Se con Stanley Kubrick ogni elemento filmico si fonde in un unico connubio atto a veicolare e ad esaltare ogni emozione dello spettatore, la goffaggine, la sciatteria e l'assoluta mancanza di professionalità, quali "topoi" ricorrenti nella cinematografia bergonzelliana, si fondono anch'essi in un "unicum" idoneo a suscitare, come non mai, noia, laddove si sarebbe voluto interessare o eccitare; irritazione, laddove si sarebbe voluto divertire; pena, laddove si sarebbe voluto far ridere o sorridere ma in compenso tanta crassa ilarità, laddove si sarebbe voluto spaventare o impressionare.
Non potendo dedicare un intero volume per enumerare tutte le incongruenze ed i momenti di comicità involontaria presenti nel film, ci limiteremo ad enuclearne alcuni tra i più eclatanti ed indimenticabili.
Dato che il buongiorno si vede dal mattino, si inizia con il penoso modellino utilizzato per simulare l'incidente aereo, mutuato dal precedente bergonzelliano "Cristiana Monaca Indemoniata" datato 1972. Proseguendo nella visione ci deliziamo con una delirante rissa in discoteca accelerata alla maniera delle comiche di Ridolini con tanto di scopate in testa per i malcapitati; che dire poi: dell'inseguimento in auto con errori marchiani di montaggio (curato dallo stesso regista) in cui una delle due vetture si schianta, si ribalta ed in un momento immediatamente successivo riprende la corsa; dell'"esperto" di diamanti che si porta dietro l'inutile fidanzata (saranno uccisi tutti e due. Che peccato!), per dar vita a siparietti ora sentimentali, ora pseudo-brillanti, ora drammatici da far cadere le braccia; del recupero dei diamanti nel relitto aereo precipitato in mare nascosti nel doppio fondo di una valigia (valli a trovare!!); ciononostante uno dei nostri eroi emerge dopo pochi attimi dall'acqua presentandosi con un cofanetto tipo "Barbie Sposa", pieno di cocci di bottiglia "multicolor" (ma i diamanti non dovrebbero essere trasparenti??) recuperati da chissà quale discarica; dell'uomo bendato che scopre la faccia sfigurata dal truccatore con un po' di creme solari e maionese (un truccabimbi alla festa di compleanno di un seienne avrebbe fatto di meglio); del commissario (interpretato da William Berger) che invita a lasciar perdere l'indagine sui diamanti perchè ormai sono lontani e non interessano più a nessuno (eh???!!); della falsa dottoressa, ma che in realtà si rivelerà essere una rivoluzionaria, (interpretata da Barbara Bouchet), che declama frasi di agghiacciante banalità della serie "La libertà è un bene irrinunciabile!" (grazie Sergio!
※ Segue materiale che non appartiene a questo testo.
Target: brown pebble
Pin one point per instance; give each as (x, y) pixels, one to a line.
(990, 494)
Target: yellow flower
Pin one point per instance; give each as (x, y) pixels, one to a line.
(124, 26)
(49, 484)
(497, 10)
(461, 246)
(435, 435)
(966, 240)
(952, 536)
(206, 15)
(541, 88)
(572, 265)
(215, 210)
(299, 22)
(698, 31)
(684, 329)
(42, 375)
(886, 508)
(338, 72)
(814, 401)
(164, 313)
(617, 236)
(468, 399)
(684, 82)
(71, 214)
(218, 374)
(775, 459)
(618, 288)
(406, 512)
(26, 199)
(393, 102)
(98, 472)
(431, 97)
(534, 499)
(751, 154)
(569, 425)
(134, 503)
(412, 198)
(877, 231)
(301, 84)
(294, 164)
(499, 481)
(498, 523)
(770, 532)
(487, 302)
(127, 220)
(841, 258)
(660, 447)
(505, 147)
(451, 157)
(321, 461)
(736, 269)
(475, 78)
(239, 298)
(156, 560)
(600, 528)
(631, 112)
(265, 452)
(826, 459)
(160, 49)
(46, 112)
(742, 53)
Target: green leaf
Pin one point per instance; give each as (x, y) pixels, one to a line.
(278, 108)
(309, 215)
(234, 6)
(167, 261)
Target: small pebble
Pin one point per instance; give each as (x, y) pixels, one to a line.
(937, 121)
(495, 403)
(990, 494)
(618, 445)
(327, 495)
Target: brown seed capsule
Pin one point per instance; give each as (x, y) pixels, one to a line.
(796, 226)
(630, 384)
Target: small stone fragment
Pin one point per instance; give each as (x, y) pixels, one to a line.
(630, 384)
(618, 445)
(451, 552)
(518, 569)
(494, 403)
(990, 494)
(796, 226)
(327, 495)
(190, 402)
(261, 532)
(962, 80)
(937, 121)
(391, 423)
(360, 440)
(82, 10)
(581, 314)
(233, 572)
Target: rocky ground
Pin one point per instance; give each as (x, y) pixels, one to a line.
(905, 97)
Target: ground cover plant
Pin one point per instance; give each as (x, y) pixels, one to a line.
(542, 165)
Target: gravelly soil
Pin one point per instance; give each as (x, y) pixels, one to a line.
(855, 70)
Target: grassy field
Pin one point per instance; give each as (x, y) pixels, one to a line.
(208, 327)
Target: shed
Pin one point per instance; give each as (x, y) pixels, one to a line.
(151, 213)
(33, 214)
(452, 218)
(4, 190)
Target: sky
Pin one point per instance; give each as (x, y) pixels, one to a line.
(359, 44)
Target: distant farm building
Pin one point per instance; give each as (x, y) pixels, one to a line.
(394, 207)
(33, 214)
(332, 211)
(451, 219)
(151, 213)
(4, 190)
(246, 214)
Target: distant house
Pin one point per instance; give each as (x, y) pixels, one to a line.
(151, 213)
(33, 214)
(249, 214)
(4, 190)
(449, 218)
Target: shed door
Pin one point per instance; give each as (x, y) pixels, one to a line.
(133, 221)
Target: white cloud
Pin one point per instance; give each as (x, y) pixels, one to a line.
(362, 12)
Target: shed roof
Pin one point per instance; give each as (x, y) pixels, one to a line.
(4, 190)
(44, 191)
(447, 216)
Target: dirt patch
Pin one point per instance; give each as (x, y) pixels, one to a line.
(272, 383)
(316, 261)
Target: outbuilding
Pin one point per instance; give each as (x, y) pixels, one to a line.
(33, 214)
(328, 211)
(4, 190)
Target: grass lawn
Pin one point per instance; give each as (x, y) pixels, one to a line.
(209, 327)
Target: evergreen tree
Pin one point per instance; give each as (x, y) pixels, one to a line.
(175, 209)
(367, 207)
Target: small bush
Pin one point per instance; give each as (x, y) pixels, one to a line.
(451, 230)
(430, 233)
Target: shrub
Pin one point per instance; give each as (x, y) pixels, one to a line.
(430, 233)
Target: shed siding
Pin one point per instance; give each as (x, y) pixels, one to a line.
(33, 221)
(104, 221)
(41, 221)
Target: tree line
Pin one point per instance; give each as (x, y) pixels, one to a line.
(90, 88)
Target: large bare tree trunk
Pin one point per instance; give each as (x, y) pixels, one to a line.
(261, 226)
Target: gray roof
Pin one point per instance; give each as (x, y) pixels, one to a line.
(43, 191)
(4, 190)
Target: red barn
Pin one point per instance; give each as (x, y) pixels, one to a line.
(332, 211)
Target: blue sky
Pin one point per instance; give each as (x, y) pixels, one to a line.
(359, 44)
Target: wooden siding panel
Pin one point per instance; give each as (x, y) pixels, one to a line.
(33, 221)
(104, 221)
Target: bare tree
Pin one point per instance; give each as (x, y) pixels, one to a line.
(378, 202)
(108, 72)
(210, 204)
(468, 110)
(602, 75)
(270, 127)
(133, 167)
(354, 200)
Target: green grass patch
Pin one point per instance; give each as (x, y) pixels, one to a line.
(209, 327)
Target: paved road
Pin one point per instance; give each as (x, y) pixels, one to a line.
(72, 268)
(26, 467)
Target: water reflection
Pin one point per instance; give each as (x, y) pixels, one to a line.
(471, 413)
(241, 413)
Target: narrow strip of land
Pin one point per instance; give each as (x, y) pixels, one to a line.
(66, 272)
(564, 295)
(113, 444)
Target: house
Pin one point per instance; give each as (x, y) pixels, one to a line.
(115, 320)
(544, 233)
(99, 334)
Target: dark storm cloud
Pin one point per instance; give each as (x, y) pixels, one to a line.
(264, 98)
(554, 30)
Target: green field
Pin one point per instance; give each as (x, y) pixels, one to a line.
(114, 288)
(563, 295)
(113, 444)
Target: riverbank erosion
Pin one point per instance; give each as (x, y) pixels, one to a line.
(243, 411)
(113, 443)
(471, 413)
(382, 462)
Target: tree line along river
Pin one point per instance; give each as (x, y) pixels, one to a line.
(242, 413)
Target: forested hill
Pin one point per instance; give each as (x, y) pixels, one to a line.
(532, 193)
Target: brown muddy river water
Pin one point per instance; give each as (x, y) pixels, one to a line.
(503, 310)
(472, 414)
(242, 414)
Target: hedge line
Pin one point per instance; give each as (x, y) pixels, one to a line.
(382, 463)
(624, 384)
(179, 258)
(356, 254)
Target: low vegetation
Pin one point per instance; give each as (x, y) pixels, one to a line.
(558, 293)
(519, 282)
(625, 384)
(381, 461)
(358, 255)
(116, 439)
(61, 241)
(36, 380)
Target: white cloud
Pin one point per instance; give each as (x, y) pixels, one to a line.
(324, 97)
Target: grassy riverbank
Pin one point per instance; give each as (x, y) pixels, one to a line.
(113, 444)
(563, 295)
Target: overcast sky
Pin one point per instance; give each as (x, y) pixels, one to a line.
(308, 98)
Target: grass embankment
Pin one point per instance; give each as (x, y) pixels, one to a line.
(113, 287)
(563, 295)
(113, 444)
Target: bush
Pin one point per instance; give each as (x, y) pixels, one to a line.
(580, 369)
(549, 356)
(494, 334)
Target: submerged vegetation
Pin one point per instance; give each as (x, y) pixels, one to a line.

Meno male che ci sei tu a ricordarcelo!); di uno dei nostri protagonisti, che, trainato in aria da un elicottero, si mette a sparare all'impazzata agitandosi e scalciando nel vuoto come un asino in preda al delirio; del movimento rivoluzionario tutto da ridere.
Se gente come William Berger e Gordon Mitchell era pronta per la pagnotta a recitare anche l'elenco del telefono, il motivo per il quale Barbara Bouchet sia stata coinvolta in un simile pastrocchio davvero ci sfugge; d'accordo che la sua bellezza non è mai andata di pari passo con la bravura, ma resta pur sempre un'attrice che ha avuto modo di frequentare il "gotha" del cinema di genere italiano con qualche non insignificante puntata nel cinema d'autore (memorabili restano le sue nudità in "Per le antiche scale" di Mauro Bolognini (1975)). A fatica infatti riesce a dissimulare disagio e sbigottimento davanti ad una trama di raro delirio e ad un cast tra i più improbabili e improponibili che mente cinematografica ricordi.
In definitiva un film assolutamente da non perdere a patto che lo si voglia guardare con gli occhi del trashofilo più accanito. Se si vuol seguire questo consiglio ci sarà veramente da sbellicarsi dalle risate!